Car, lorsque nous sommes poussés, ce n’est pas nous qui agissons, mais quelque chose ou quelqu’un qui a réussi à nous faire agir, malgré nous. Peut-être pour notre bien, pour nous écarter d’un danger que nous n’avons pas vu. Ou peut-être pour nous faire tomber dans un piège.

La douceur nous permet d’agir selon notre raison et non pas selon nos passions et humeurs. La douceur est la condition d’un agir libre.

Le silence.

Entre la parole et l’écoute, le silence est comme la toile de fond qui permettra de créer de la communication.

L’absence de bruit de voitures permet de réentendre les oiseaux, les feuilles qui s’agitent dans la brise.

Le silence intérieur est une expérience qui s’apprivoise petit à petit car nous sommes habitués à être noyés dans le bruit, celui des autres et celui que nous produisons nous-mêmes ! Or, un silence trop brusque est angoissant parce qu’il est inhabituel et nous met en contact avec des sons et des mouvements de notre esprit plus subtils qui nous paraissent nouveaux.

Nouveaux, ils ne le sont pas. Ce qui change grâce au silence est qu’ils soient audibles.

N’ayons pas peur du silence : il nous permet d’entendre ce qui fait le moins de bruit mais est pourtant ce qui peut être le plus précieux. Notre désir, nos blessures, nos espérances.

L’écoute.

Comme est vantée actuellement « l’écoute active » ! A se demander ce que peut être une écoute passive…

Ecouter, c’est déjà entendre. C’est-à-dire avoir réussi à sélectionner parmi tous les bruits qui nous entourent quelque chose qui attire notre attention. Un son, une parole dont notre cerveau inconscient nous a dit « voilà une information qui mérite que nous y mobilisions notre conscience ».

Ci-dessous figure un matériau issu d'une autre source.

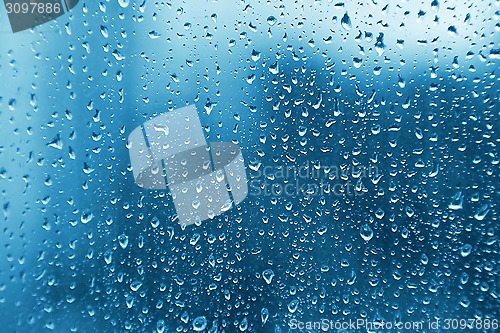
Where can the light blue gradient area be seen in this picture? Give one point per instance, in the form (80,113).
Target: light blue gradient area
(85,250)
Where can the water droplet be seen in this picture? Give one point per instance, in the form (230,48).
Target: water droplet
(346,22)
(199,323)
(366,232)
(268,275)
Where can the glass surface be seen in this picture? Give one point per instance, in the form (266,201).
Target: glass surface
(356,189)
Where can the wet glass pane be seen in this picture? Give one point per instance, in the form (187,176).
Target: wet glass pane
(266,166)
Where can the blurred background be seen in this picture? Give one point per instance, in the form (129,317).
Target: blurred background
(405,89)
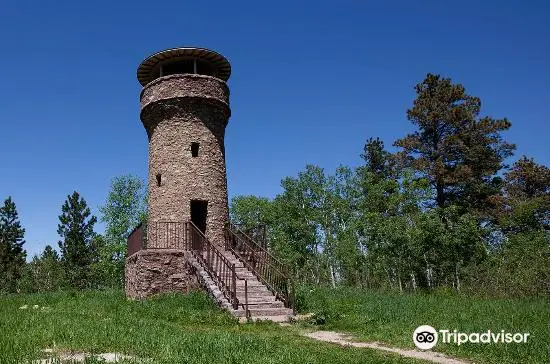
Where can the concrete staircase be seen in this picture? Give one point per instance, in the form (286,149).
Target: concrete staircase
(262,303)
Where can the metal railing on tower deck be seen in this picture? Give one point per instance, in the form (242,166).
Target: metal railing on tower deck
(269,270)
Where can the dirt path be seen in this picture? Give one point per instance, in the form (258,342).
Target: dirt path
(344,340)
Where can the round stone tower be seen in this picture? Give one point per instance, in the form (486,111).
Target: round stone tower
(185,109)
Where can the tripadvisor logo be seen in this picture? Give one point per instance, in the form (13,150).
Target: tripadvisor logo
(426,337)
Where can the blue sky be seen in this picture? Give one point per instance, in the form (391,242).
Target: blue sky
(311,82)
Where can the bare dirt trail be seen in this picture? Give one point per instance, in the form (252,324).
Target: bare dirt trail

Alors le travail d’écoute peut commencer, en cherchant à identifier ce que cette information auditive peut bien avoir de spécial pour mobiliser notre attention, alors que nous ne pouvons traiter qu’un nombre restreint de sujets en même temps.

L’écoute est un effort, alors commençons par nous en accorder le bénéfice !

Écoutons activement ce que nous avons à nous dire.

La parole.

La parole qui est adressée à l’autre (conjoint, épouse, enfants, beaux-parents…) a généralement une fonction : faire connaître notre état intérieur. Confronter ce « JE » qui nous définit avec nous-même, les autres et le monde.

Vous pouvez désirer communiquer votre besoin, votre émotion, votre sentiment, votre ressenti. Le support du message est alors quelque chose qui s’est produit en vous, ou bien que l’environnement a produit en vous et que vous avez le sentiment de devoir partager.

Pour soulager une tension ou pour nous réjouir à plusieurs. Pour vérifier si nos perceptions correspondent à une réalité pour les autres ou sont alimentées par notre imagination.

En tant de crise particulièrement, vérifions que notre message a été bien entendu, compris, reçu comme étant bien ce que nous voulions dire !

Et peut-être est-il prudent de ne pas multiplier les paroles, pour réduire les risques.

La communication

La communication n’est jamais une évidence. Nous aimerions pouvoir être au moins responsables des messages que nous envoyons. Mais, même lorsque nous savons bien ce que nous voulons communiquer et que nous employons les moyens qui nous semblent adaptés, il n’est jamais possible de savoir avec certitude la lecture qu’auront les autres de nos messages !

Dans le contexte du confinement, comme à bord d’un navire ou d’un sous-marin, cette réalité, cette limite du formidable outil qu’est la communication est, comme avec tous les outils, que l’on risque de se blesser !

Et plus l’outil est puissant, plus les dégâts peuvent être importants.

C’est pourquoi je vous propose ces quelques articles comme base de réflexion afin de prévenir, au mieux des possibilités de chacun, les blessures.

Croyez bien que ces quelques lignes, que j’écris alors que deux de nos quatre enfants, qui sont en primaire font leur école forcée à la maison à côté de moi, je ne les écris pas pour vous donner conseils ou leçons ! Mon épouse, nos enfants et moi partageons pleinement toutes les difficultés, frustrations, colères, peurs qui traversent notre pays sans que nous en soyons épargnés.

Mais je veux témoigner que nous pouvons lutter, toujours, chacun de notre place et avec tout ce que nous sommes, pour plus de justice et de paix, même dans un contexte particulièrement difficile.